Netflix Real-Time Distributed Graph (RDG) - Day 1
This is my commentary on Netflix’s blog article “How and Why Netflix Built a Real-Time Distributed Graph: Part 1 — Ingesting and Processing Data Streams at Internet Scale”
Read until “Kafka as the Ingestion Backbone”
Summary
As business needs grew in Netflix, so did the complexity of the microservice ecosystem within the company itself. At the same time, there was a need for Netflix to be able to draw insights from data between the different business needs these microservices were serving. One example that the article gave was of how a single user could take three different actions such as watching an episode of a show, then switching devices, then finally playing the related game on the platform. How could all of these actions be traced back to the single person?

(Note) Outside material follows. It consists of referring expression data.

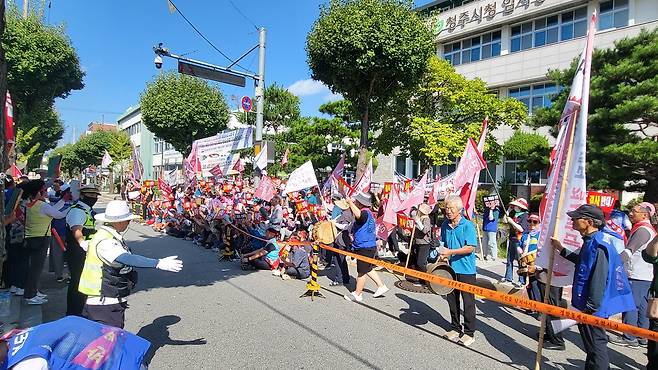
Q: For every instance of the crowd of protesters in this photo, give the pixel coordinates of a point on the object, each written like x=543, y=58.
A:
x=228, y=218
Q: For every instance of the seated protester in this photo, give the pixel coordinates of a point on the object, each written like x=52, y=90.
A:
x=297, y=264
x=265, y=258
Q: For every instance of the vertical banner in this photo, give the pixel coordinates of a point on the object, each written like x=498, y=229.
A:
x=567, y=172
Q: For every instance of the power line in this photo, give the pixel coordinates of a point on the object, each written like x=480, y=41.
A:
x=202, y=35
x=242, y=14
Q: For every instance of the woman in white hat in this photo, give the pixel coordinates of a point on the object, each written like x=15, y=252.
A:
x=108, y=275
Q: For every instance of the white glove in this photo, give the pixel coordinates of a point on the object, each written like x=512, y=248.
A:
x=171, y=263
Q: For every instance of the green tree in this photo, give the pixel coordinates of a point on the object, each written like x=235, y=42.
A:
x=42, y=65
x=432, y=120
x=367, y=50
x=622, y=146
x=180, y=109
x=532, y=148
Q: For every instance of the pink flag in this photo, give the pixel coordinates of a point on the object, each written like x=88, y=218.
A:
x=416, y=196
x=567, y=171
x=265, y=189
x=284, y=160
x=363, y=185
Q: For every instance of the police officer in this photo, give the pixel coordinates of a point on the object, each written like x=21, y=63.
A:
x=80, y=226
x=598, y=288
x=108, y=275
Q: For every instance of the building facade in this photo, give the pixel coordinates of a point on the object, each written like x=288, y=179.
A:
x=512, y=44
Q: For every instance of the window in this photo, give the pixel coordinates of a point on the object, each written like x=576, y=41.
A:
x=484, y=177
x=473, y=49
x=549, y=30
x=613, y=14
x=534, y=96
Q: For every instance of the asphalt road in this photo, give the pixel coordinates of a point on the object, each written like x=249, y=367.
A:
x=213, y=315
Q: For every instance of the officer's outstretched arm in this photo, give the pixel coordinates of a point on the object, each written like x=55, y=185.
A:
x=171, y=263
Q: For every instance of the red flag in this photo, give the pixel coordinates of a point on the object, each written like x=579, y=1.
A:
x=284, y=160
x=238, y=166
x=217, y=170
x=9, y=120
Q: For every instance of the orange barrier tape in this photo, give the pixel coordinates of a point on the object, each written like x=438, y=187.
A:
x=506, y=299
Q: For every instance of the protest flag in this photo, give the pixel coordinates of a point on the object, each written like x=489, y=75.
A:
x=301, y=178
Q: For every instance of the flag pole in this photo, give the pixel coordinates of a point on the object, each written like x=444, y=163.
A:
x=551, y=256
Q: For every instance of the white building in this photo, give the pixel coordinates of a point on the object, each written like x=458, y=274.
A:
x=512, y=44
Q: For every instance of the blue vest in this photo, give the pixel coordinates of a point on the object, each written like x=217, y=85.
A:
x=364, y=234
x=76, y=343
x=617, y=296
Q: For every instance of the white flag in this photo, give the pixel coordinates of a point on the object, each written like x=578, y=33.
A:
x=107, y=160
x=569, y=153
x=261, y=159
x=302, y=178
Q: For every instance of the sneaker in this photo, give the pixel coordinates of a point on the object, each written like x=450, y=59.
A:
x=466, y=340
x=553, y=346
x=353, y=297
x=36, y=300
x=621, y=341
x=380, y=291
x=452, y=335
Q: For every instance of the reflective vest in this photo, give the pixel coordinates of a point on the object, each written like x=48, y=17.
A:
x=36, y=224
x=101, y=280
x=76, y=343
x=617, y=296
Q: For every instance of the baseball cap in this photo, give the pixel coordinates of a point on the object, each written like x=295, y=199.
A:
x=587, y=211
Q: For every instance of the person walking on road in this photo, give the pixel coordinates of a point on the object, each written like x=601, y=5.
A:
x=364, y=243
x=108, y=275
x=640, y=273
x=597, y=287
x=459, y=238
x=80, y=227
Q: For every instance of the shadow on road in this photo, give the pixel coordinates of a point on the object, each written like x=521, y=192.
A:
x=158, y=334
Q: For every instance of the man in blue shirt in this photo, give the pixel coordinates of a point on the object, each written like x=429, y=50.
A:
x=490, y=227
x=459, y=238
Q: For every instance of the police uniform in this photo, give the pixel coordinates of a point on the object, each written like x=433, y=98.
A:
x=105, y=281
x=79, y=214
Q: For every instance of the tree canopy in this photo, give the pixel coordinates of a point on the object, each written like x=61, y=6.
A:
x=432, y=120
x=367, y=50
x=622, y=151
x=531, y=147
x=180, y=109
x=41, y=65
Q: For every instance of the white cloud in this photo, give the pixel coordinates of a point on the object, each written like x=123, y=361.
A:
x=308, y=87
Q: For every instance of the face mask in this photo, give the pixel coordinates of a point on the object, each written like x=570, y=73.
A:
x=89, y=201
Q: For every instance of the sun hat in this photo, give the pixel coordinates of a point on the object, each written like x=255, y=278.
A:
x=116, y=211
x=520, y=202
x=425, y=209
x=363, y=198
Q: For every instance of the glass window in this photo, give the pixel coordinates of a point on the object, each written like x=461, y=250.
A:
x=613, y=14
x=534, y=96
x=473, y=49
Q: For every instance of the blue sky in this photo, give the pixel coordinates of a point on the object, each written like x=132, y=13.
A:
x=114, y=40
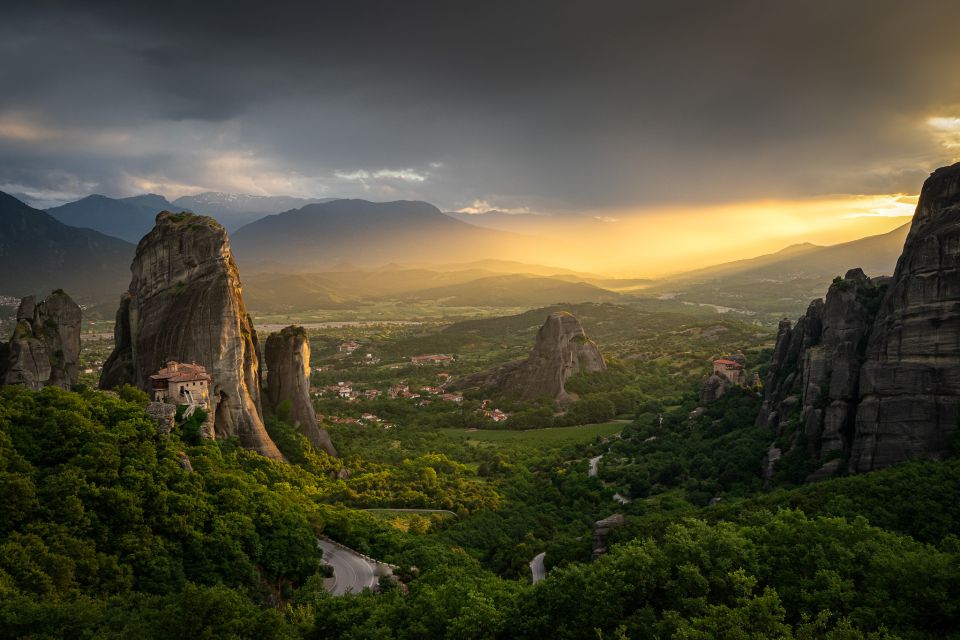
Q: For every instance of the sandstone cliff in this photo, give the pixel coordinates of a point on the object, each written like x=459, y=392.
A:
x=184, y=303
x=871, y=376
x=45, y=346
x=910, y=381
x=561, y=350
x=287, y=355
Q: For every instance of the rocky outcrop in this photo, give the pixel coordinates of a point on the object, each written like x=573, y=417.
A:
x=44, y=349
x=871, y=376
x=561, y=350
x=288, y=384
x=184, y=303
x=164, y=414
x=602, y=530
x=910, y=380
x=712, y=388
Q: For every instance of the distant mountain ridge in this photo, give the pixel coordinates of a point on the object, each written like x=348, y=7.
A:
x=38, y=253
x=360, y=232
x=233, y=210
x=126, y=218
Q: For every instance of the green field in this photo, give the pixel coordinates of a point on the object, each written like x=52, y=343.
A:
x=552, y=435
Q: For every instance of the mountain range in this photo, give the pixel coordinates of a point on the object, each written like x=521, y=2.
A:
x=233, y=210
x=339, y=253
x=359, y=232
x=38, y=253
x=126, y=218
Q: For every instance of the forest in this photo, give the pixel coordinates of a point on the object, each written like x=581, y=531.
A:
x=111, y=530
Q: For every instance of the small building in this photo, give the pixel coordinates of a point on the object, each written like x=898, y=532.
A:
x=398, y=391
x=348, y=347
x=181, y=383
x=434, y=359
x=496, y=415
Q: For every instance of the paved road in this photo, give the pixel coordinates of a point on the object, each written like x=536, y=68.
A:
x=593, y=465
x=537, y=570
x=352, y=573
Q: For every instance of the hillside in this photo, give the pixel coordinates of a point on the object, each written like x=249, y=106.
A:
x=126, y=218
x=38, y=253
x=233, y=210
x=359, y=232
x=274, y=292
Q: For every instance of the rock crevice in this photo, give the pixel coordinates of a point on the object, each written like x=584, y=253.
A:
x=44, y=349
x=560, y=351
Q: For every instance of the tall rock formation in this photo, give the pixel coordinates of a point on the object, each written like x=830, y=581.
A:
x=910, y=382
x=561, y=350
x=871, y=377
x=288, y=382
x=45, y=347
x=185, y=304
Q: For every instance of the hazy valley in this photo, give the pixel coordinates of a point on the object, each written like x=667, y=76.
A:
x=477, y=321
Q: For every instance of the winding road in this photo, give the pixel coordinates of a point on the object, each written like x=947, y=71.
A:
x=352, y=573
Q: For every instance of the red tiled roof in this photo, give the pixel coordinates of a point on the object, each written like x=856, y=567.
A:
x=726, y=362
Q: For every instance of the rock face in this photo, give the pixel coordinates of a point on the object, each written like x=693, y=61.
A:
x=602, y=530
x=713, y=387
x=910, y=382
x=45, y=347
x=288, y=382
x=871, y=376
x=185, y=304
x=561, y=350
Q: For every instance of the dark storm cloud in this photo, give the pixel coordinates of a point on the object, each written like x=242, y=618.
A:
x=544, y=104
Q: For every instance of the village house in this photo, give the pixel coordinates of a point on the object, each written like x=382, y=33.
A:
x=398, y=390
x=496, y=415
x=731, y=368
x=435, y=359
x=180, y=383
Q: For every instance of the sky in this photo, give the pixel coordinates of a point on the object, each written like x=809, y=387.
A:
x=743, y=124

The problem was not that they had a data collection issue. It was more of a data retrieving issue. A microservice architecture helps in isolating teams from each other so that they are able to build and deploy independently of each other. In addition, since services in this architecture interact with each other through interfaces or API contracts, data isolation is also a big pro. This way teams don’t have to share different data storage methods or schemas between other services. However, the latter is a big issue when it comes to answering the key question that needs to be answered here. It would take multiple hops between different data sources in order to draw conclusions, which can take up a lot of time because you have to figure out who owns the information, request it, then have the team process it, then the team needs to respond, etc.
This is where the Real-Time Data Graph, or RDG, comes into play. With a graph representation, you would be able to connect data (nodes) with relationships (edges). Then drawing insights from this data would just be a graph traversal. In addition, a graph structure provides flexibility as things change.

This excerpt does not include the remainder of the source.